The funding tells the rest. Across seed and a 2017 Series B led by Benvolio Group, mindbodygreen raised in the single-digit millions and then mostly stopped asking. For a wellness company in an era of nine-figure raises, staying independent was the louder statement.

"They didn't out-raise the competition. They out-lasted it."
- On staying founder-owned

The mission

Well-being, defined widely on purpose

The official line is to help people live their best, most well lives - mental, physical, spiritual, emotional and environmental. It sounds broad because it is meant to. mindbodygreen's whole argument is that wellness siloed into "diet" or "fitness" misses the point. Sleep, stress, relationships and the planet are on the same dashboard.

That breadth is also the commercial moat. A diet app runs out of things to sell you. A 360-degree theory of well-being never does.

Why it matters tomorrow

The skeptics were the target all along

Here's the part that ages well. As trust in online health content keeps eroding, the brands that anchored themselves to experts and science early look less like content mills and more like institutions. mindbodygreen spent fifteen years being slightly boring about credibility. In a feed full of miracle cures, boring is now a feature.

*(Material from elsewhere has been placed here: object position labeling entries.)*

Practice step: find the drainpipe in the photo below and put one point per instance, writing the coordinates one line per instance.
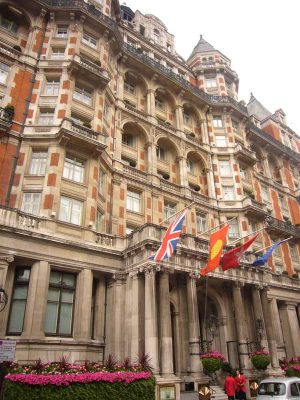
(20, 137)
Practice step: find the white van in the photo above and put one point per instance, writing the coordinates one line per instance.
(279, 389)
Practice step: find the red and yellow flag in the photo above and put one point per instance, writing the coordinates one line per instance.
(216, 244)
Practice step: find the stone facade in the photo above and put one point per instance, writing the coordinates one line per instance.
(112, 133)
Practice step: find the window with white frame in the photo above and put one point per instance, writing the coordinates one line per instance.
(233, 231)
(52, 87)
(46, 117)
(18, 301)
(221, 141)
(31, 203)
(4, 71)
(62, 32)
(161, 153)
(128, 139)
(8, 24)
(101, 186)
(133, 201)
(225, 168)
(74, 169)
(217, 121)
(60, 304)
(211, 83)
(129, 87)
(70, 210)
(201, 221)
(38, 163)
(89, 40)
(83, 95)
(169, 210)
(228, 193)
(265, 194)
(58, 53)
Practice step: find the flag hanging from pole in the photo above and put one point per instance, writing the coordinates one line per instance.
(260, 261)
(170, 239)
(231, 259)
(216, 244)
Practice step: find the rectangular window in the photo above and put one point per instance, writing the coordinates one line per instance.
(31, 203)
(211, 83)
(89, 40)
(133, 201)
(38, 163)
(52, 87)
(233, 229)
(221, 141)
(74, 169)
(201, 222)
(169, 210)
(58, 53)
(62, 32)
(101, 186)
(217, 121)
(46, 118)
(228, 193)
(129, 87)
(60, 304)
(70, 210)
(4, 71)
(18, 301)
(225, 168)
(83, 95)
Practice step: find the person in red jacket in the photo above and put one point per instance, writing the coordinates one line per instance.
(240, 384)
(229, 386)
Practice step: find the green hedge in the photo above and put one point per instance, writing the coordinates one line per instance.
(141, 389)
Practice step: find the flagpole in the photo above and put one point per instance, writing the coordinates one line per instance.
(267, 247)
(211, 229)
(243, 237)
(178, 212)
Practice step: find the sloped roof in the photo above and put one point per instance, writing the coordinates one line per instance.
(201, 47)
(256, 109)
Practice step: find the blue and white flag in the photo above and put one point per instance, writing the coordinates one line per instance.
(264, 258)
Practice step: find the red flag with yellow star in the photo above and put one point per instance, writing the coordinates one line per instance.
(216, 244)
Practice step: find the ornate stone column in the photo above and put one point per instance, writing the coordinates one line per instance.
(151, 338)
(269, 327)
(241, 325)
(194, 327)
(165, 326)
(291, 329)
(4, 263)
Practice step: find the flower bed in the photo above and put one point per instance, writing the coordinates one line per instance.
(212, 361)
(64, 381)
(260, 359)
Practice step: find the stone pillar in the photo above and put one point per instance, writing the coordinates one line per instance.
(258, 313)
(291, 329)
(165, 326)
(151, 339)
(194, 327)
(4, 263)
(34, 320)
(269, 328)
(83, 307)
(241, 325)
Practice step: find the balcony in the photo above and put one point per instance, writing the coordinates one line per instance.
(277, 146)
(282, 228)
(6, 117)
(91, 71)
(254, 209)
(85, 138)
(244, 154)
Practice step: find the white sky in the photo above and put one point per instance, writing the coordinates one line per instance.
(261, 37)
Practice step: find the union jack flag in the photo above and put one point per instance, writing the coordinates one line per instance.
(170, 239)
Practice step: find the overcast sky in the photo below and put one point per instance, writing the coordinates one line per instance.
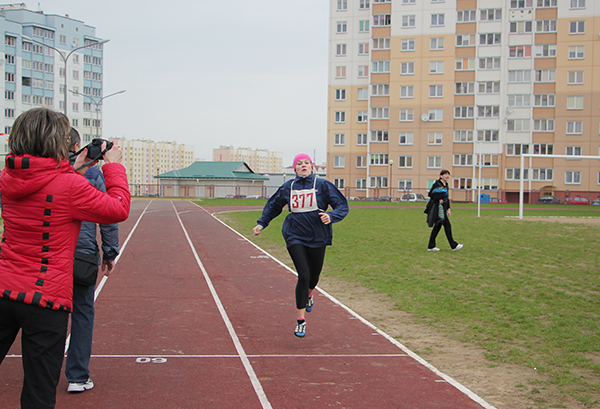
(247, 73)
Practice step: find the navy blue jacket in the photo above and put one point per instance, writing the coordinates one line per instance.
(306, 228)
(86, 243)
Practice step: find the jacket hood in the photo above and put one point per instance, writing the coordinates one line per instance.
(26, 174)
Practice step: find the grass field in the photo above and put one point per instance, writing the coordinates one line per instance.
(526, 291)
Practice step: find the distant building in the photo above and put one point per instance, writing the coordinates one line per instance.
(260, 160)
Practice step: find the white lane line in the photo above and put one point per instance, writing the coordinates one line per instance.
(104, 278)
(472, 395)
(238, 345)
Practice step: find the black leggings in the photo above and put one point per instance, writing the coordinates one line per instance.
(308, 262)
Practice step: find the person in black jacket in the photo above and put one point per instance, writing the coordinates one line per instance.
(438, 212)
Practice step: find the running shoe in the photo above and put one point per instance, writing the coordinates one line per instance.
(300, 331)
(80, 386)
(309, 304)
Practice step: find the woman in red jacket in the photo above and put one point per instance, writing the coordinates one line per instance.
(44, 201)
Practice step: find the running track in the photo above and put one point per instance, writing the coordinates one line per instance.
(196, 316)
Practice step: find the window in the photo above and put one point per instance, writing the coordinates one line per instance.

So return to 6 a.m. The phone lights up again. Same reader, same newsletter, same magnesium. But the relationship underneath has changed: it's no longer a stranger handing out tips. It's a brand the reader has read, bought from, maybe even gotten certified by. mindbodygreen didn't just publish into that morning. It moved in. That was the bet a man with a sore back made in 2009, and it's the one still paying off.

"The competition sold wellness as a vibe. mindbodygreen sold it as a habit - and habits compound."